Residents of Indonesia's eastern North Sulawesi province ran from their homes to the street in panic Wednesday morning when a strong earthquake struck off the coast, but there were no reports of any injuries.
Sutopo Purwo Nugroho, the head of the Indonesian Center of Data Information and Public Relations, told the Anadolu Agency that no casualties had been reported since the 6.2 magnitude earthquake occurred at 9:46 a.m., adding, "we are still assessing whether there is damage and casualties."
He explained that the earthquake had an "epicenter at sea at a depth of 10 kilometers [over six miles] in the subduction pathways in the East Maluku sea."
It "does not have the potential to cause a tsunami," he underlined.

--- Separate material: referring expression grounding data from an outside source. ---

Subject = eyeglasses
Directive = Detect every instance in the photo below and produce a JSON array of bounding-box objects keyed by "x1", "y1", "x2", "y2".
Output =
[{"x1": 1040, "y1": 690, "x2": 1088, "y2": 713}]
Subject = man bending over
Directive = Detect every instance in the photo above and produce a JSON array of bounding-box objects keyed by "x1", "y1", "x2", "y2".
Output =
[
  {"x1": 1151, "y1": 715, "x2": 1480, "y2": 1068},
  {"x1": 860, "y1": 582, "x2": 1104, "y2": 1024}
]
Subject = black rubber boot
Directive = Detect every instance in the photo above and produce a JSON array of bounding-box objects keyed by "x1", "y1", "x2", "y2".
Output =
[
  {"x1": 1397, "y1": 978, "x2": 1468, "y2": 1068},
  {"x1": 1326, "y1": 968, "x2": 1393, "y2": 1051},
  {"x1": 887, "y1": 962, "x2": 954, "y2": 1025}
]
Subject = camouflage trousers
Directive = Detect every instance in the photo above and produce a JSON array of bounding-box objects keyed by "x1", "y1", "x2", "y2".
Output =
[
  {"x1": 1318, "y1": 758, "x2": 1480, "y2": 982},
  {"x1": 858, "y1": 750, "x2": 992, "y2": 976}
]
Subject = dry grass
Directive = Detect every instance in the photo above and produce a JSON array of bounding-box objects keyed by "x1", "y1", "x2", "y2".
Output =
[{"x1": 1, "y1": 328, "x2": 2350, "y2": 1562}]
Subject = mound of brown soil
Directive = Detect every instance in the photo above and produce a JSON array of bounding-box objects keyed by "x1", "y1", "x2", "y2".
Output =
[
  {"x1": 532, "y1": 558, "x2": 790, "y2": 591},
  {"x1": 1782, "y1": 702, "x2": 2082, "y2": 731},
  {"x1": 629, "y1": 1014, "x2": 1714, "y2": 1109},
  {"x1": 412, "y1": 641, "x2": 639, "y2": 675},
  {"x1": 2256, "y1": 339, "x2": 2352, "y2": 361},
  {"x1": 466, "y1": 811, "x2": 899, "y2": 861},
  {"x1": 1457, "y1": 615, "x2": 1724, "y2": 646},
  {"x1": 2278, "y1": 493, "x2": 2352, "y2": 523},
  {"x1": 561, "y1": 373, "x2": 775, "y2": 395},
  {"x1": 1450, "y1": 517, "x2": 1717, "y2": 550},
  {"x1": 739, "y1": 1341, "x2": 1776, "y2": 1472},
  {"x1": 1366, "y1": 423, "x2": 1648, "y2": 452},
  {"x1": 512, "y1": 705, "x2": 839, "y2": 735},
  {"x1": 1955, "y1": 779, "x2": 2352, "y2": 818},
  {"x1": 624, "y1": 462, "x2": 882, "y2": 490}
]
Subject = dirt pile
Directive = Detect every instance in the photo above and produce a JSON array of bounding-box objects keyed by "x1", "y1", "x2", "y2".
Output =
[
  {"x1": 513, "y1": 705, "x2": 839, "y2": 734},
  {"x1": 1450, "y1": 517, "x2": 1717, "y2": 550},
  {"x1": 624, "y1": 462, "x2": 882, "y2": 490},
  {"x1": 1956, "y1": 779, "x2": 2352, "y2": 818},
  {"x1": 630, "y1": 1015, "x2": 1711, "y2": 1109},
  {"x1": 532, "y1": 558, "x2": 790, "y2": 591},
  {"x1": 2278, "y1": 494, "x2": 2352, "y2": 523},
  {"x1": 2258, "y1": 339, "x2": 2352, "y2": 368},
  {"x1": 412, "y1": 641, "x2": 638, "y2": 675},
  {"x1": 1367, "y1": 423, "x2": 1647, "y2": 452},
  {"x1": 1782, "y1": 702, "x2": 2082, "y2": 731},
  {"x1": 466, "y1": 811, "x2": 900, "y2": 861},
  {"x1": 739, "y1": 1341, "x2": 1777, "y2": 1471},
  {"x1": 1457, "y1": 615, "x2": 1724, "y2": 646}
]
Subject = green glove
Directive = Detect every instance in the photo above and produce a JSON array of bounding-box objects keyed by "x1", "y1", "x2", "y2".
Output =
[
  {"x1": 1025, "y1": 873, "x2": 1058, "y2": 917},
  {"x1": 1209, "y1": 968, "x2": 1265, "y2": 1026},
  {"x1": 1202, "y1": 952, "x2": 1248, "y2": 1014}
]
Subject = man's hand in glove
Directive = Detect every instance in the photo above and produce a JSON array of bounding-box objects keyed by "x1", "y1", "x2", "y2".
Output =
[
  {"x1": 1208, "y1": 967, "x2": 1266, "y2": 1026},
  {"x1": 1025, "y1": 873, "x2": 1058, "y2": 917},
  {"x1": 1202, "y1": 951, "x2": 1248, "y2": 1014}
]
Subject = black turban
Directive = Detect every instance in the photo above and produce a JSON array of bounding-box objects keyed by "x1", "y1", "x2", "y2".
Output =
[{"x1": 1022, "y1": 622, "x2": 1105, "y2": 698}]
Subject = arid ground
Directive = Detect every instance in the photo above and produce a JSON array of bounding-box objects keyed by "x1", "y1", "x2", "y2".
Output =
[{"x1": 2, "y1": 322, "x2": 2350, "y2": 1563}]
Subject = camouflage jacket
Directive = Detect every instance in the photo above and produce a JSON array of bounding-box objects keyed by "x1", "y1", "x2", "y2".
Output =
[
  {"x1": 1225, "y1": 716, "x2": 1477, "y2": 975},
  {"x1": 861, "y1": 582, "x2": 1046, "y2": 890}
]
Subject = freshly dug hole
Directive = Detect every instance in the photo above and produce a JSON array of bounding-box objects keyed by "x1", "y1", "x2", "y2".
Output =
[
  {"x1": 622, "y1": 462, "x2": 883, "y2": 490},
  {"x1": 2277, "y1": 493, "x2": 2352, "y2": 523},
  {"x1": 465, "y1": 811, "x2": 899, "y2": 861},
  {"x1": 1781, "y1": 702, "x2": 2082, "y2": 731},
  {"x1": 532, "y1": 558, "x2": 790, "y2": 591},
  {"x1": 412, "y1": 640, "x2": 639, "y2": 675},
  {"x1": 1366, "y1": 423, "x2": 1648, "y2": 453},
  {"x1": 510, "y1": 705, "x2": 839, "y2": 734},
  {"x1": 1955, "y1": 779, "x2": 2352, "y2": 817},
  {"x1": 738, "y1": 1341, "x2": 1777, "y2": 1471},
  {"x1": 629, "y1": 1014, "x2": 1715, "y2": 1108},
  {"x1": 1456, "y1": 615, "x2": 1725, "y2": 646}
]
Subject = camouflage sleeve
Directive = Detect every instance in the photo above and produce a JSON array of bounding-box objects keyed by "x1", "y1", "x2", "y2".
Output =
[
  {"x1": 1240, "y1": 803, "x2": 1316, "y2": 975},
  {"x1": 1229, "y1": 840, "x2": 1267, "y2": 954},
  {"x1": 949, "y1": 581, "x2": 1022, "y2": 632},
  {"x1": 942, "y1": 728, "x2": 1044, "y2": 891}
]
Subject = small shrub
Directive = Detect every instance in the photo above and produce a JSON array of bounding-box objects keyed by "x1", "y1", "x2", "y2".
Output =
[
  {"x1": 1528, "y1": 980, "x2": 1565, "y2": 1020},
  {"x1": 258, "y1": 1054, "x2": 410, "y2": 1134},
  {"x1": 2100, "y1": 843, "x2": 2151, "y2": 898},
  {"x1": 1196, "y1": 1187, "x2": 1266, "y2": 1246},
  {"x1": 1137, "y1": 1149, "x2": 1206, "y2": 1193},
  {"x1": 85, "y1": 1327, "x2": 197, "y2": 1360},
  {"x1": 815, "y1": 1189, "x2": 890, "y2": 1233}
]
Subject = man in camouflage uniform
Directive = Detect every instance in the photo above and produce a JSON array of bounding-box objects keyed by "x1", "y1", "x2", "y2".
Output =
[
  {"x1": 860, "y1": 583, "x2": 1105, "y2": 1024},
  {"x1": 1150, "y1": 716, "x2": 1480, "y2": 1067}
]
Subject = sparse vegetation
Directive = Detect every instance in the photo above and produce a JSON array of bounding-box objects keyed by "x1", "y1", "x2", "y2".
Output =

While tremors were also felt in neighboring Gorontalo province, people in North Sulawesi’s harder-hit provincial capital of Manado dashed from their homes after the earthquake struck around 81 miles (131 kilometers) southeast of Bolaang Mongondow Regency.
Indonesia lies within the Pacific’s "Ring of Fire", where tectonic plates collide and cause frequent seismic and volcanic activity.
On July 2, 2013 the Indonesian island of Sumatra was hit by 6.1 magnitude earthquake that left 35 dead, 276 injured, and more than 4,300 homes damaged or destroyed.
In 2004, an earthquake in Sumatra caused a series of devastating tsunamis around the Indian Ocean, killing over 230,000 people in 14 countries.